リカバリーを果たす絶好のチャンスが思わぬ形でめぐってきた。作品とともに図録を期待していたのだが、これは叶わなかった。そのかわり、出口のところにNHK出版が刊行しているテーマ毎のコンパクト本(950円)を販売していた。なかなか商売が上手い。一般の図録と違ってやきものや工芸品を見るポイントが平易に解説してあるので、すっすと頭の中にはいる。見逃したものだけでなく、すでにみてよく覚えているものについても活字によりさらに理解を深めるのも悪くないなと思い、数冊購入した。

今回、鑑賞の“ツボ”を指南してくれるのは、
★古伊万里 染付
★アールヌーヴォーのガラス
★魯山人の器&織部焼
★根付&櫛
★掛け軸入門 表具
★切子
★藍染め
★江戸の文様
★友禅
★唐津焼

数えてみると“アールヌーヴォー”、“魯山人”など見逃したほうが多かった。展示品は番組で紹介されたものだが、このなかに感激の作品がいくつかあった。緑色の薩摩切子と上のドームのガラス作品。サントリー美で美しい青や赤の薩摩切子を沢山みたが、緑色はなかった。解説によると、番組のあとでてきたこの緑色の切子は少し大きい赤色とセットでつくられたらしい。これが一番の収穫だった。
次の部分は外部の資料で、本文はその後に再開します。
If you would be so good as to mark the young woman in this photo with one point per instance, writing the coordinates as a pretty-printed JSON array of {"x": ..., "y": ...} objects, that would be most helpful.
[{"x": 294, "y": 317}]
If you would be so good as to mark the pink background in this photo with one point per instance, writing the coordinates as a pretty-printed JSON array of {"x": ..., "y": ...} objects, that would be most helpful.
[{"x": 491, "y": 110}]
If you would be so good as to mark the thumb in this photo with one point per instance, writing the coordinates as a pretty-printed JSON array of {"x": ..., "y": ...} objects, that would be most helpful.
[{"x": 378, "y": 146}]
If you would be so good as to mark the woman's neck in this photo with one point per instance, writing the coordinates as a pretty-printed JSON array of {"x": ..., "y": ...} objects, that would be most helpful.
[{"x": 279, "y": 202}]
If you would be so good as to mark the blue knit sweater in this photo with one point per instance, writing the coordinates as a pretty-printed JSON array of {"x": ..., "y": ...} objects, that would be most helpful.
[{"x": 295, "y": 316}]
北澤美術館所蔵のドーム作品にものすごく惹きこまれた。買い込んだアールヌーヴォー本には“小品でドームに並ぶものなし”とあったが、この青い忘れな草と蜻蛉の柄の花器をみるとその通りだなと思う。余白をたっぷりとり対象を繊細に描写する作風は日本人の感性に合い通じるものがある。北澤美にはまだまだいいドームの作品がありそうなので、来年あたりまた諏訪湖を訪問したくなった。
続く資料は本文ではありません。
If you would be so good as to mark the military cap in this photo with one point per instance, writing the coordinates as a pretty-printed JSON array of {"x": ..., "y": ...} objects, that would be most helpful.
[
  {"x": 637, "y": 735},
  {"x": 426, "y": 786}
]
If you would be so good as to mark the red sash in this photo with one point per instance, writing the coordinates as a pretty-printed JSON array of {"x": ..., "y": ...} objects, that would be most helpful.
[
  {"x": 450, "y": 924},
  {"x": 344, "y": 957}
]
下は番組一回目のテーマ“古伊万里”に登場した柿右衛門様式の“色絵・松竹梅文皿”。これは有田へ行ったとき九州陶磁文化館でお目にかかった。濁手(にごして)と呼ばれるあたたかみを感じる白の素地が赤、黄色、青、緑の上絵で描かれた鳥と松竹梅の文様を引き立てている。中国の白磁はちょっと冷たい感じがするが、この白は日本人の好みに合っている。

米のとぎ汁に近い日本オリジナルの乳白色の素地を試行錯誤の上、完成させたのが酒井田柿右衛門。よくやきものの展覧会で柿右衛門様式を写したマイセンの作品をみることがあるが、やはり本家のほうが一枚も二枚も上。11年ぶりにみる柴田コレクションの名品に感無量だった。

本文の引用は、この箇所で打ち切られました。